A lot of students are interested in studying the slang that they and their friends use. Here are some ideas for new things to do with slang...

  1. A synonym study--slang words almost always duplicate a meaning that already has a word. E.g. if you say wicked to mean 'excellent', you could've used excellent, right?  But it's also the case that within the slang vocab, there can be a lot of redundancy--lots of words for approval, maybe for intensity, for size, attractiveness, and possibly for things or activities that are important to the group (e.g. sex).
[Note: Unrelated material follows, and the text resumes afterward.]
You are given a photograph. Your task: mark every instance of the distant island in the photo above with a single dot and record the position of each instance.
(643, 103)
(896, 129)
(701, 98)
Why does a slang need a lot of words for the same thing--and are they really the same?  If it's a big enough slang, this might be investigated by looking at the contexts in which the words occur.  E.g. words of approval (I'm dating myself and not being very imaginative here, but, for example: cool, wicked, amazing, brilliant).  Theoretically, any of them could describe anything--but do they?  Do any of them tend to go with people more (a cool boy? a wicked boy?) or with films, or... ?  If it's a smaller slang, it could still be studied by collecting usages, maybe interviewing informants...
  2. Sound slang neologisms follow any known trends or reveal any unknown ones for what kinds of sounds tend to go with particular meanings?  You might've seen the bouba/kiki effect experiment on the web, which shows that people have real preferences for certain sounds going with certain meanings.  Does this work across neologisms in slangs? You don't need to stick to one slang in this case--you might want to look for as many neologisms in as many communities/languages as you can, in order to determine whether there's evidence that neologising is led by 'phonosemantic' tendencies.